そして、これらの先生方に共通する特徴として、心の修行にこそ重点を置かれておられ、安易な闘争術や制圧術などには殆ど興味がないように感じられます。
高名な師範や先生方は、仏教に譬えるならば、言わば「出家修行者(サンガ)」の側の人々であり、彼らの目的は、修行によって万有愛護の心を持ち、延いては己自身を宇宙そのものと一体化すること。つまり、俗世間では叶えられない「特別な生き甲斐」を求めて、日々精進されていると言えます。
逆に、一般生徒の多くは「在家信者(一般社会)」の側の人々であり、彼らの目的は月謝という「お布施」によって組織・団体という「サンガ」を支え、その代わりに「強くなる」という「果報」を得ようとする、といった所でしょうか・・・。
前述した仏教学者、佐々木閑先生は、世の中にある、あらゆる「生き甲斐」を追求する社会・組織はこの「二重構造」で成り立っており、これが正しい在り方なのだとも仰っていました。
しかし実は、10年前、私が練心館の館長を継いだ時、心に描いた理想が、この「二重構造」を何とか一本にまとめられないものか、というものでした。
そして最近、手前味噌な言い方で甚だ恐縮ですが、練心館のような小さな道場だからこそ、この「二重構造」は解消できるのではないか、と思えるようになってきました。

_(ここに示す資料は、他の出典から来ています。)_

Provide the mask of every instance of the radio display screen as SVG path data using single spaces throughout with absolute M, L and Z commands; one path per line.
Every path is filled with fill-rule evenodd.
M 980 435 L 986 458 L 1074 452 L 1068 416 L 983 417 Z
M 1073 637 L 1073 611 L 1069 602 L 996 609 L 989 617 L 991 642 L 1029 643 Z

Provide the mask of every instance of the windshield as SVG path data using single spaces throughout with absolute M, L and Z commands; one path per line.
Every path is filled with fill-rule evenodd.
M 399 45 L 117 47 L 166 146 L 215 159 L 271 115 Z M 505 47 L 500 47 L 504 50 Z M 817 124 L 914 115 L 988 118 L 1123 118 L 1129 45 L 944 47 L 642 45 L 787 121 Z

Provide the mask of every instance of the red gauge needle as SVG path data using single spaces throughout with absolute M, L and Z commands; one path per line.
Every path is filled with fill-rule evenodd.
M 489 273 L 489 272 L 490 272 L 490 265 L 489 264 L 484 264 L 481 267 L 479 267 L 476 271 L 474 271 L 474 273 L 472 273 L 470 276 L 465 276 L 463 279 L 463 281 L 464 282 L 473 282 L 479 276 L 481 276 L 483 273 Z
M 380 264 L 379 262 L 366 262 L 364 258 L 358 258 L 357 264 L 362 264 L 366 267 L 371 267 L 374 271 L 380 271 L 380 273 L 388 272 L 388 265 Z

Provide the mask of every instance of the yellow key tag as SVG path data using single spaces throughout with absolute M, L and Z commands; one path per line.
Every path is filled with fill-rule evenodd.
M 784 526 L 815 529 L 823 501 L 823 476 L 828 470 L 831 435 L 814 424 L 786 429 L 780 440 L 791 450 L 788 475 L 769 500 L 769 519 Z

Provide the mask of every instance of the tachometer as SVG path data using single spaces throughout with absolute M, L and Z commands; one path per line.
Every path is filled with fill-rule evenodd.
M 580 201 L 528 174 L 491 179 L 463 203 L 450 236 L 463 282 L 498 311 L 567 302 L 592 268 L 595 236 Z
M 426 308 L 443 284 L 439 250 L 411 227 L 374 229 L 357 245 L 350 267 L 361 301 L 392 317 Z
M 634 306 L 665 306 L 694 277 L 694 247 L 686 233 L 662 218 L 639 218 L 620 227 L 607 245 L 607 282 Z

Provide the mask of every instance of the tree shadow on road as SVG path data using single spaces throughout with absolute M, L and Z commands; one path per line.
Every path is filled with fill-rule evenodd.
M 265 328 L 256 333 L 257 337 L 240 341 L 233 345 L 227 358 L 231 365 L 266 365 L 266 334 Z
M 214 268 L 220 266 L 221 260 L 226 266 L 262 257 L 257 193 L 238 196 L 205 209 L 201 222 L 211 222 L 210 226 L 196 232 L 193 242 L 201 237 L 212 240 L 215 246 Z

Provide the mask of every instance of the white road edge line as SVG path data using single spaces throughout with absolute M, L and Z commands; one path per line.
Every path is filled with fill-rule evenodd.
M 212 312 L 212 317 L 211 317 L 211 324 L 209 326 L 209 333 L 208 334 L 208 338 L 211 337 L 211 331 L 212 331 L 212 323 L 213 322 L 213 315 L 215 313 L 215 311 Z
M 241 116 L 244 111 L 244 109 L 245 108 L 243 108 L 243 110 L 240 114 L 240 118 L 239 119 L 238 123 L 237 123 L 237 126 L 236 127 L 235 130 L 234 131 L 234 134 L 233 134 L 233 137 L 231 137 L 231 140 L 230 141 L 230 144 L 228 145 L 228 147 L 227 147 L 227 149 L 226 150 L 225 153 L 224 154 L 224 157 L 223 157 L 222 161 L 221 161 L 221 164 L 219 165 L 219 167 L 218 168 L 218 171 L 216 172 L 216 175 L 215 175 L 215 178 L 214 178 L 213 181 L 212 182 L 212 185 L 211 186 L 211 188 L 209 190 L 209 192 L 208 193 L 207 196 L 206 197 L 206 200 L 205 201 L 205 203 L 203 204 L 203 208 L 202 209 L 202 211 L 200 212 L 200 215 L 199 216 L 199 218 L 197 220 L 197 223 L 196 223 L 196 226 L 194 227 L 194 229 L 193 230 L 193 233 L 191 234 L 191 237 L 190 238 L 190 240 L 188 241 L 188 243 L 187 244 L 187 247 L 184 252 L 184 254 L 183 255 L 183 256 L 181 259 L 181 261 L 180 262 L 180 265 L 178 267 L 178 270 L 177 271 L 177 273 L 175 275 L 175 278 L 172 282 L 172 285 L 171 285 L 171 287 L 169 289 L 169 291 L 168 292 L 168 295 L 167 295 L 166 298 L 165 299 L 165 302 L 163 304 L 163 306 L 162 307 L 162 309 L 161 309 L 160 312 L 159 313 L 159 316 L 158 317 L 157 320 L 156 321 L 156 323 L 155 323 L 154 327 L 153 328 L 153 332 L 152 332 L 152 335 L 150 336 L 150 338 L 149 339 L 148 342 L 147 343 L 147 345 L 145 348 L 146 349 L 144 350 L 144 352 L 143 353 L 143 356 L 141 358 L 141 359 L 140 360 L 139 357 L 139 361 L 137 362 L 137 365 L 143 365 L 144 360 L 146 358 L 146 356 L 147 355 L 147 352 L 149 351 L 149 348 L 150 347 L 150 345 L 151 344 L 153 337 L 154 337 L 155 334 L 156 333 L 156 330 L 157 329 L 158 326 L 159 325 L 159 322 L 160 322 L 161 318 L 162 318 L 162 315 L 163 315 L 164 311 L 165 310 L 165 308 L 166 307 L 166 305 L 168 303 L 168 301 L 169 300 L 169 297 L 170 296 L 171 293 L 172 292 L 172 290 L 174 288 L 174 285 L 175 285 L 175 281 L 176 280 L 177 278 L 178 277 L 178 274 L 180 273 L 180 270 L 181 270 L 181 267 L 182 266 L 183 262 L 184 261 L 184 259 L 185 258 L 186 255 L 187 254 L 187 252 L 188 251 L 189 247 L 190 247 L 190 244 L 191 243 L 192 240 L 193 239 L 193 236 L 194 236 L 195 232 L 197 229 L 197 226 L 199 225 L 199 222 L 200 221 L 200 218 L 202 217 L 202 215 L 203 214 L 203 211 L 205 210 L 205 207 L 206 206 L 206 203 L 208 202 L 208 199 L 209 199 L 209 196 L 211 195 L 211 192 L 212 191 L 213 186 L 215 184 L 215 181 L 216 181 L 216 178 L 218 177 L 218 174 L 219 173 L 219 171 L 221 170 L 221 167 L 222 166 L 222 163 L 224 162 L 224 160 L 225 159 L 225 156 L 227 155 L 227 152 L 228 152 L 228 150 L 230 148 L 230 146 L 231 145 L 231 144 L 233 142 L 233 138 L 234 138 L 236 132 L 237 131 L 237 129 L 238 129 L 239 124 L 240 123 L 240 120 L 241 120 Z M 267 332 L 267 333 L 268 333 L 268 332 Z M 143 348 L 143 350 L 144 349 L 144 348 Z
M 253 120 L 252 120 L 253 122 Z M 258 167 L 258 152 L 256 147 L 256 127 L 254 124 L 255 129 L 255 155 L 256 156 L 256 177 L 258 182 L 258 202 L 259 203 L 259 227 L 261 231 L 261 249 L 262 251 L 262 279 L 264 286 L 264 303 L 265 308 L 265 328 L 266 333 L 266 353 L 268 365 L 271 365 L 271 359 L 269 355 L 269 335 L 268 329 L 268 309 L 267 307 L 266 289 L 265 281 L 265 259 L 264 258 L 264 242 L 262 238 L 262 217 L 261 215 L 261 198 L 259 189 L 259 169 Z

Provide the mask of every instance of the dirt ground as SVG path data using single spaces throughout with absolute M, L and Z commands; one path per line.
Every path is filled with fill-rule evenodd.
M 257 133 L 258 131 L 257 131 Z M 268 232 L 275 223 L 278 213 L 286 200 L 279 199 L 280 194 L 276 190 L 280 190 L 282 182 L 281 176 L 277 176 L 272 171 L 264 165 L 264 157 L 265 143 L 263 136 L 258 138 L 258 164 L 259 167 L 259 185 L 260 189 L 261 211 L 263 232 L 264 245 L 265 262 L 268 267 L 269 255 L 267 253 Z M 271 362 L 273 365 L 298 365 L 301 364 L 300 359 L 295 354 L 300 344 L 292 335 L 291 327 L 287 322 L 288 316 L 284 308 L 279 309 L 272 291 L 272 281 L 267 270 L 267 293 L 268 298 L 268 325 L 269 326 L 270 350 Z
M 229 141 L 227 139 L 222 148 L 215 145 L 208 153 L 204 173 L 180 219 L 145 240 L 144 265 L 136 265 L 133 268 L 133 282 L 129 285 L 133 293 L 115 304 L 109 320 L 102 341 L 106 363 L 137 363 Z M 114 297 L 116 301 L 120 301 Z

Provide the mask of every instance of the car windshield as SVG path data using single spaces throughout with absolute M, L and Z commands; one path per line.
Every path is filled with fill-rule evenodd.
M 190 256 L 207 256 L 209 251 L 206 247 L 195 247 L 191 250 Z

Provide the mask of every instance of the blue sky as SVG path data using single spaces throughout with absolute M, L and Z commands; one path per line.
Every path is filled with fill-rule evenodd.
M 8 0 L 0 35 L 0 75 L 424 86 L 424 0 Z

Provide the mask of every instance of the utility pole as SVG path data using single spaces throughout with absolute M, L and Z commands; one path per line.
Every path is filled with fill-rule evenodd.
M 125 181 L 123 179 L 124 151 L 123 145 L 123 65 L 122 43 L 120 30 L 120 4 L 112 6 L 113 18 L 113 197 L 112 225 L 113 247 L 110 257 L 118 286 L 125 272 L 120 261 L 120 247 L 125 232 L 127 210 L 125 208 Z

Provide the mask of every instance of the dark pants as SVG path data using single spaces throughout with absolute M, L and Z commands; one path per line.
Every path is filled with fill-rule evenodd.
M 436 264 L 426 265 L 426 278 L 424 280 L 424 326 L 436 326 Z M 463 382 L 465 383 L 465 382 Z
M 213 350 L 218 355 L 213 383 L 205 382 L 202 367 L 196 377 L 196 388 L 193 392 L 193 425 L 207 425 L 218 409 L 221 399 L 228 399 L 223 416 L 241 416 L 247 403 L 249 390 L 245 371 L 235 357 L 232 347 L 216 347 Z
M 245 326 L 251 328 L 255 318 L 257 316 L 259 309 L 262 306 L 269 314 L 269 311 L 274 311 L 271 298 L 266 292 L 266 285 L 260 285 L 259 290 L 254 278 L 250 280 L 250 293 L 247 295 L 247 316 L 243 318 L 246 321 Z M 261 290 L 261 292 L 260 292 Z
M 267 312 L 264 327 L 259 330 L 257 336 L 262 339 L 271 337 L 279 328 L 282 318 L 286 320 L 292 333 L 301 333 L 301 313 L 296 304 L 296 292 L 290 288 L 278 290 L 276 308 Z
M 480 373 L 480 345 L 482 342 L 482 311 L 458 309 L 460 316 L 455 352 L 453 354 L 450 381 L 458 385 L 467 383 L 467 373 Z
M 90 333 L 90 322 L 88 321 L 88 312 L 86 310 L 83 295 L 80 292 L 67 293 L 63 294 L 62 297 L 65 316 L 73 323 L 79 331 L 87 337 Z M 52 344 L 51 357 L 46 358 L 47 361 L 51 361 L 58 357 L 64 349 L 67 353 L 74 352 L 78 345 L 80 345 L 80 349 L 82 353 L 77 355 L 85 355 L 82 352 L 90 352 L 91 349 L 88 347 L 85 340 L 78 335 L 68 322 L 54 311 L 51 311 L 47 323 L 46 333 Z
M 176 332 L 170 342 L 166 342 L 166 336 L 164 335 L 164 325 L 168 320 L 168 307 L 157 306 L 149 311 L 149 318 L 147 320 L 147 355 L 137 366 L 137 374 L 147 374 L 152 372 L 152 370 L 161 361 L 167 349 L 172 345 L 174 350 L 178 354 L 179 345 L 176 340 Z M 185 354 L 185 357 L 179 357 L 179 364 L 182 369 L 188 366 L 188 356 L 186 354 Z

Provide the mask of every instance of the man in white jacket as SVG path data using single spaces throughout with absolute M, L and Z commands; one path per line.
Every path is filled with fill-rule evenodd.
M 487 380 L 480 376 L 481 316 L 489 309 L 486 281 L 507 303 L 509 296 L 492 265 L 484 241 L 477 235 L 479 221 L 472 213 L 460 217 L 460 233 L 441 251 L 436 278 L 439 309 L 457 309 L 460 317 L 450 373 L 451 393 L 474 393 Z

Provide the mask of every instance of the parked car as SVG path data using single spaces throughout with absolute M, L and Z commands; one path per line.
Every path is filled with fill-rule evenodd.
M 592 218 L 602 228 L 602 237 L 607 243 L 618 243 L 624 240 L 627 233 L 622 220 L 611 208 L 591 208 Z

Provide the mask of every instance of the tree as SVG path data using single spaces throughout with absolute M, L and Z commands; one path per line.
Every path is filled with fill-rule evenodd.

大勢の人が集う巨大組織ならいざ知らず、練心館のような少人数の小さな道場では、師範と生徒の距離が近く、何事も細かく丁寧に教えることができます。
開祖である植芝盛平先生の説かれた教えを尊重するならば、合氣道の道場とは、俗世間では得られない「特別な生き甲斐」を求め、それが得られる、修行者集団「サンガ」のような場所であるべきだと考えます。
そういった意味では、道場という組織・集団に「二重構造」があるのではなく、先ずはそこに集う人々、一人一人の内面にこそ、二つの世界(「二重構造」)を持ってもらうことが先決です。
普段は企業戦士として、あるいは受験生、就活生として、熾烈な競争社会の中で必死に戦っているような人でも、一歩道場の中へ足を踏み入れれば、そこでは勝ち負けとか強い弱いとかいった、俗世間の価値観から解放され、「万有愛護」「我即宇宙」といった普通の人間社会では叶わない種類の、「特別な生き甲斐」が得られる。
練心館も、そんな場所として完全に機能することができたとしたら、合氣道の道場としては、まさに理想的ではないかと思います。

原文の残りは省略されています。